Social Selling in the Hotel Industry
Some folks are simply not good at cold calling. And, that's ok! Tammy herself admits it's not her strongest suit.
Fortunately, there is an alternative. It's called social selling.
Cory says, “social selling can be defined as leveraging social media platforms to build relationships, create advocacy, and do business.”
The great thing about social selling is that it not only levels the playing field but can also warm up a cold lead, so if you reach out to make a connection, it might transform your "coldness" into something a little bit more "lukewarm."
A prospect may suddenly take your call because they may have seen your involvement in a conversation online. You've already been able to generate buzz just by being socially active.
Here are some tips to get started with social selling.
- Create a target list of prospects.
- Check out their profile and get to know them a little bit.
- Send them a personal message saying, "this" is why I want to connect with you.
- Then if you're active on LinkedIn, start engaging with their posts.
- When you send them an email or leave them a voicemail saying, "hey, you mentioned on your LinkedIn post XYZ. Is there an opportunity for us to talk about how I might be able to solve some of those problems?" Then, you're not so cold.
The key to social selling is to be authentic. Don't try to be someone you're not. Be genuine, helpful, and most importantly, interested in your connections.
But, you can't sit on LinkedIn all day; you still need to be proactive about outreach. That's where "trigger events" come into play.
What's Your Trigger Event?
Trigger events are built-in opportunities to reach out to your prospects. It's an event that triggers a reason for a call or email.
Here's how trigger events work.
When you're reaching out to a buyer, subconsciously, that buyer categorizes you into one of four categories. If you can
- Is it a priority?
- Is it timely?
- Does it add value?
- Is it important to me?
Look for trigger events with your prospects. Are they hiring? Are they downsizing? Is it a shutdown? Can your solution be easily categorized in a way that solves their problem?
For example, with the current pandemic, a trigger event could be that an organization is restructuring. You might reach out and say, "I see that your company is restructuring. Our property specializes in bringing teams together. We offer these team-building exercises."

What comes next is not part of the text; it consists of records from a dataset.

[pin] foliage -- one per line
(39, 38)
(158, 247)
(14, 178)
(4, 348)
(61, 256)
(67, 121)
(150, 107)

The key here is to uncover what's happening with their hotel operations and offer a solution you can solve.
Tammy says, "that is when you're going to get bumped up on the priority list and probably get a response."
Creating Future Demand
The hospitality industry is cyclical. And as we all know, business can be slow during certain times of the year. However, COVID and a remote work environment have offered an opportunity for properties to create future demand by offering solutions for transitional workforces.
Corporate offices are closing their doors but are still looking for ways that teams can come together for in-person collaboration, team-building, and bonding. Hotels can offer that space and help organizations plan those types of get-togethers and build repeat business for your property.
Think about what you can do to create future demand. What events can you host that would help organizations plan their post-COVID get-togethers? Could you facilitate a pop-up office for their gathering? Could you create specific packages to appeal to companies in need of a cost-effective solution for bringing their team together?
There is still plenty of business out there; you just have to get a little creative and be proactive in your outreach.
Hotel sales are not what they once were and will likely never be the same again. However, that doesn't mean that business isn't still to be had. To sell hotel rooms, hotel managers need to work with their teams to find their target market, then be proactive, mindful, and creative in the approach.
By understanding your team's strengths and using social selling techniques, you can warm up cold leads and turn them into lukewarm (or even hot) prospects. And by being proactive about trigger events and creating future demand, you can ensure that your business stays afloat during even the slowest times.